Si può siglare un contratto anche con una stretta di mano, ma non si può costruire consenso senza guardarsi negli occhi. È questo il senso profondo della scelta, tutt’altro che scontata, di sottoporre a referendum l’ipotesi di rinnovo del CCNL della Mobilità – Area Attività Ferroviarie e il CCNL aziendale del Gruppo FSI. Non una fuga ma un’assunzione collettiva di responsabilità: chiedere a chi lavora se ciò che è stato negoziato in loro nome corrisponde in parte alle loro aspettative.

La democrazia sindacale non si misura solo nelle firme in calce ai documenti ma nella partecipazione reale di chi ne subisce o beneficia gli effetti. Gli accordi interconfederali lo prevedono, ma ancor prima lo impone il rispetto dovuto a ogni singolo lavoratore. Una lezione che qualcuno ha dimenticato, come dimostra l’assenza di qualsiasi consultazione nel recente rinnovo degli autoferrotranvieri, ratificato in silenzio e subito con rassegnazione.

Nel nostro caso, invece, abbiamo scelto di aprire il confronto, anche se farlo significa esporsi. Perché mentre si prova a costruire un percorso serio di ascolto e condivisione, spuntano qua e là messaggi sarcastici, vignette anonime generate con l’intelligenza artificiale, provocazioni codarde che circolano sotto traccia. Non è il dissenso, a infastidire ma la sua banalizzazione: ridurre tutto a uno sfottò alimenta solo la sfiducia, non il confronto.
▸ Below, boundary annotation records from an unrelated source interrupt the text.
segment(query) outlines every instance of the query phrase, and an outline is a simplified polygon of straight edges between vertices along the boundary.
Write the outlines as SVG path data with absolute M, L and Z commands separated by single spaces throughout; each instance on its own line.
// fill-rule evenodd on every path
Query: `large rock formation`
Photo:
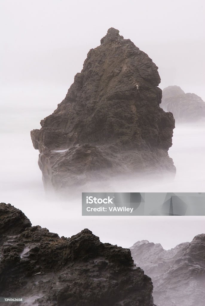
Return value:
M 174 121 L 159 106 L 158 67 L 119 32 L 111 28 L 90 50 L 65 99 L 31 132 L 46 189 L 175 172 L 167 153 Z
M 1 297 L 28 306 L 153 306 L 151 279 L 130 250 L 88 229 L 60 238 L 2 203 L 0 237 Z
M 179 86 L 163 89 L 161 107 L 171 112 L 177 122 L 195 122 L 205 118 L 205 102 L 195 94 L 185 93 Z
M 147 240 L 130 250 L 136 264 L 151 278 L 158 306 L 205 305 L 205 234 L 168 251 Z

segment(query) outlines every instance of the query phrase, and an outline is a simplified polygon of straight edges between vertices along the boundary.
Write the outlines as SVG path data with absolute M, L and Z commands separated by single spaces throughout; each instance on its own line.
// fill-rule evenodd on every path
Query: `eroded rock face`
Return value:
M 195 94 L 185 93 L 179 86 L 162 91 L 161 107 L 171 112 L 177 122 L 191 122 L 205 118 L 205 102 Z
M 5 203 L 0 224 L 1 296 L 29 306 L 153 306 L 151 279 L 129 249 L 102 243 L 88 229 L 60 238 Z
M 174 121 L 159 107 L 158 67 L 113 28 L 88 52 L 64 100 L 33 130 L 46 188 L 120 174 L 174 173 Z
M 130 250 L 135 263 L 151 278 L 158 306 L 205 304 L 205 234 L 167 251 L 146 240 Z

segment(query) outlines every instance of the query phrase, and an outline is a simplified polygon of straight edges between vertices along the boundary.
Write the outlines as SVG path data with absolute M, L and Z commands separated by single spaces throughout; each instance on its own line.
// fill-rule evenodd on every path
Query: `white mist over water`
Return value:
M 15 95 L 7 91 L 3 97 L 0 202 L 11 203 L 22 210 L 33 225 L 46 227 L 60 236 L 70 237 L 88 228 L 102 242 L 125 247 L 144 239 L 168 249 L 205 232 L 203 216 L 83 217 L 81 195 L 75 201 L 68 197 L 63 201 L 47 198 L 38 165 L 39 152 L 33 147 L 30 132 L 40 128 L 40 120 L 52 112 L 66 91 L 55 88 L 49 94 L 47 89 L 43 91 L 38 86 L 37 92 L 30 87 L 18 88 L 14 89 Z M 12 108 L 14 95 L 16 106 Z M 45 106 L 44 99 L 49 101 L 49 106 L 47 103 Z M 176 125 L 169 151 L 177 169 L 173 181 L 159 181 L 154 177 L 137 182 L 127 177 L 121 185 L 119 180 L 111 181 L 113 191 L 121 192 L 123 188 L 129 192 L 204 192 L 205 134 L 204 123 Z

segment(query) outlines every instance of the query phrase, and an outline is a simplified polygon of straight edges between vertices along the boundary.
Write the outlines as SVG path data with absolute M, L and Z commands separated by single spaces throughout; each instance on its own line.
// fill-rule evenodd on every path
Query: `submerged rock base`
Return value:
M 135 173 L 174 175 L 174 120 L 159 106 L 158 67 L 113 28 L 91 49 L 64 100 L 33 130 L 46 189 Z

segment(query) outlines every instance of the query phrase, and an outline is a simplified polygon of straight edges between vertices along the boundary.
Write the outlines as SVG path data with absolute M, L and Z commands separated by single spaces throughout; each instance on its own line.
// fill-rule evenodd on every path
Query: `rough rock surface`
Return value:
M 205 118 L 205 102 L 195 94 L 185 93 L 179 86 L 163 89 L 161 107 L 171 112 L 177 122 L 194 122 Z
M 167 251 L 147 240 L 130 250 L 135 263 L 151 278 L 158 306 L 205 305 L 205 234 Z
M 108 30 L 53 114 L 31 132 L 44 186 L 56 190 L 125 173 L 175 173 L 172 114 L 159 107 L 158 67 Z
M 0 296 L 29 306 L 153 306 L 151 279 L 129 249 L 87 229 L 60 238 L 3 203 L 0 225 Z

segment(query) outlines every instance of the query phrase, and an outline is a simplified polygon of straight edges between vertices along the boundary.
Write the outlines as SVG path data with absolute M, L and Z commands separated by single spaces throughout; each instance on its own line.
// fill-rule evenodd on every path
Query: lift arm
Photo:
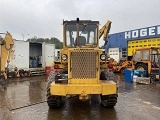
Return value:
M 14 45 L 14 40 L 9 32 L 0 34 L 5 34 L 5 38 L 0 39 L 0 45 L 1 45 L 0 76 L 3 77 L 4 79 L 7 79 L 5 67 L 6 64 L 10 62 L 10 53 Z
M 99 39 L 103 35 L 103 40 L 105 41 L 105 43 L 107 43 L 107 37 L 111 28 L 111 23 L 112 22 L 108 20 L 107 23 L 99 30 Z

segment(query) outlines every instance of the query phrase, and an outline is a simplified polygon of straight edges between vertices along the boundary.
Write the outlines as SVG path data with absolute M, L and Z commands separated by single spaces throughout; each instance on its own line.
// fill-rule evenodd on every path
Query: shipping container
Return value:
M 128 41 L 128 56 L 132 56 L 135 49 L 140 48 L 151 48 L 159 47 L 160 48 L 160 38 L 148 38 L 141 40 L 130 40 Z
M 9 71 L 45 69 L 54 64 L 54 44 L 32 43 L 15 40 L 11 51 Z
M 130 40 L 143 40 L 150 38 L 160 38 L 160 25 L 109 34 L 106 51 L 108 52 L 109 48 L 118 47 L 121 52 L 123 48 L 127 48 L 127 42 Z

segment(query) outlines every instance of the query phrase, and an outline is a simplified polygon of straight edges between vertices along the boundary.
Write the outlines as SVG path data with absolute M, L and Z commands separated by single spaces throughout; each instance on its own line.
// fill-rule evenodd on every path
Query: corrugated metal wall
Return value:
M 109 48 L 115 48 L 118 47 L 120 51 L 122 51 L 122 48 L 127 47 L 127 40 L 124 39 L 124 33 L 115 33 L 110 34 L 108 36 L 108 44 L 106 46 L 106 50 L 108 51 Z
M 127 41 L 129 40 L 139 40 L 153 37 L 160 37 L 160 25 L 109 34 L 106 51 L 108 52 L 109 48 L 119 47 L 121 52 L 122 48 L 127 48 Z

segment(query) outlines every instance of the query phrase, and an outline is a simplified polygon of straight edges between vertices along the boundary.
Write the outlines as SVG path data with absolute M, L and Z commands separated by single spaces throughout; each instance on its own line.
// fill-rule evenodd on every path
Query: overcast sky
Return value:
M 160 25 L 159 12 L 160 0 L 0 0 L 0 32 L 62 40 L 63 19 L 111 20 L 117 33 Z

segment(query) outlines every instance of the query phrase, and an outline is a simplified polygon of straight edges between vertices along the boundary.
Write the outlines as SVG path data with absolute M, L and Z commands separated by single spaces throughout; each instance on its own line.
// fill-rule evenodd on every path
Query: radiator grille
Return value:
M 96 51 L 71 52 L 72 78 L 96 78 Z

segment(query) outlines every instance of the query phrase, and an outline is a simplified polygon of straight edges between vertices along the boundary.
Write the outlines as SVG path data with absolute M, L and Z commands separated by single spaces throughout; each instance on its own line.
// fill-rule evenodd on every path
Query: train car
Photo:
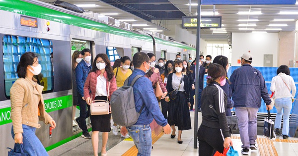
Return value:
M 1 0 L 0 15 L 1 156 L 7 154 L 6 148 L 12 148 L 14 144 L 10 134 L 9 90 L 18 78 L 16 66 L 25 52 L 34 52 L 39 56 L 42 70 L 36 78 L 44 87 L 46 111 L 57 125 L 50 132 L 49 125 L 41 122 L 41 127 L 36 131 L 48 151 L 80 136 L 80 131 L 72 126 L 71 58 L 74 51 L 89 48 L 92 59 L 98 53 L 107 53 L 112 63 L 120 56 L 132 58 L 139 52 L 153 52 L 157 58 L 168 59 L 175 59 L 178 53 L 184 59 L 195 55 L 196 50 L 187 45 L 125 30 L 37 0 Z

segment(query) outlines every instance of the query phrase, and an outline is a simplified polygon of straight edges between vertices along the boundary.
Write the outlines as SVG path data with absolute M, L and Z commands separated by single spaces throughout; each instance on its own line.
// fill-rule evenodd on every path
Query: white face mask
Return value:
M 29 69 L 29 71 L 31 71 L 32 74 L 37 75 L 40 74 L 41 72 L 41 65 L 40 64 L 39 64 L 37 66 L 35 67 L 33 65 L 30 65 L 30 67 L 33 69 L 34 70 L 32 70 L 31 69 Z
M 128 68 L 129 68 L 129 65 L 123 65 L 122 68 L 123 68 L 123 69 L 124 69 L 125 70 L 126 70 L 128 69 Z
M 86 61 L 88 62 L 90 62 L 90 61 L 91 61 L 91 56 L 86 56 L 85 57 L 85 58 L 84 58 L 84 59 Z
M 96 67 L 99 70 L 103 69 L 105 68 L 105 63 L 96 63 Z
M 82 60 L 81 58 L 76 58 L 76 59 L 75 59 L 75 61 L 76 61 L 76 62 L 77 62 L 77 63 L 80 62 L 80 61 L 81 60 Z
M 182 71 L 182 68 L 178 67 L 175 67 L 175 70 L 176 70 L 176 71 L 179 73 Z

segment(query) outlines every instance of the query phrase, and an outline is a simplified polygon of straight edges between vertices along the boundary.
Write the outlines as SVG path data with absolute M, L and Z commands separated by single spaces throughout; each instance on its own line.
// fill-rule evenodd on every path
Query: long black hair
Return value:
M 96 70 L 99 70 L 96 67 L 96 60 L 98 57 L 100 57 L 102 58 L 102 60 L 104 61 L 104 62 L 106 64 L 105 70 L 108 74 L 107 76 L 107 80 L 108 81 L 111 81 L 114 77 L 114 72 L 113 72 L 113 68 L 111 66 L 111 61 L 109 59 L 109 57 L 108 57 L 108 55 L 107 55 L 105 53 L 98 53 L 95 58 L 94 58 L 94 61 L 93 62 L 93 64 L 92 65 L 92 70 L 90 71 L 90 72 L 96 72 Z
M 34 63 L 34 58 L 37 58 L 36 54 L 33 52 L 26 52 L 21 56 L 20 62 L 16 67 L 17 76 L 25 78 L 27 75 L 27 67 Z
Dal 22 maggio a oggi, come FAST-Confsal, non abbiamo mai smesso di parlare con tutti. Abbiamo raccolto pareri, riflessioni, dubbi, anche rabbia. Non tutte le voci dicono la stessa cosa ma tutte meritano attenzione. E sì, forse anche queste righe saranno usate da qualcuno per una nuova polemica. Ma noi non ci nascondiamo: ci mettiamo la faccia, come sempre. Altri preferiscono avatar e maschere digitali, spesso affilando la matita rossa senza aver mai scritto una sola pagina di futuro per i lavoratori.

Il referendum, per noi, non è un punto di arrivo ma l’inizio di una riflessione collettiva. Qualunque sarà il risultato, bisognerà saperne trarre conseguenze operative. Se prevarrà il “sì”, andrà ripensata l’azione sindacale per accompagnare l’applicazione del nuovo contratto. Se sarà “no”, servirà una proposta alternativa, credibile e condivisa. In entrambi i casi, ciò che conta è non ricadere nello stallo negoziale che da troppo tempo ci condanna a inseguire aspettative crescenti senza strumenti per realizzarle.

È questo il paradosso che ci accompagna da anni: pretendere di cambiare senza mai rischiare, avanzare rivendicazioni moderando le ambizioni. Eppure il vero sindacato, quello che serve al Paese, è quello che sa dire ciò che è giusto chiedere, anche quando è difficile ottenere. Non possiamo più permetterci la prudenza che ci ha condotti a un declino salariale e produttivo che molti fingono di scoprire solo oggi.

Noi invece lo denunciamo da tempo. E ora, più che mai, chiediamo a chi lavora di aiutarci a decidere. Insieme. Con la penna, certo. Ma anche con la testa e con il cuore.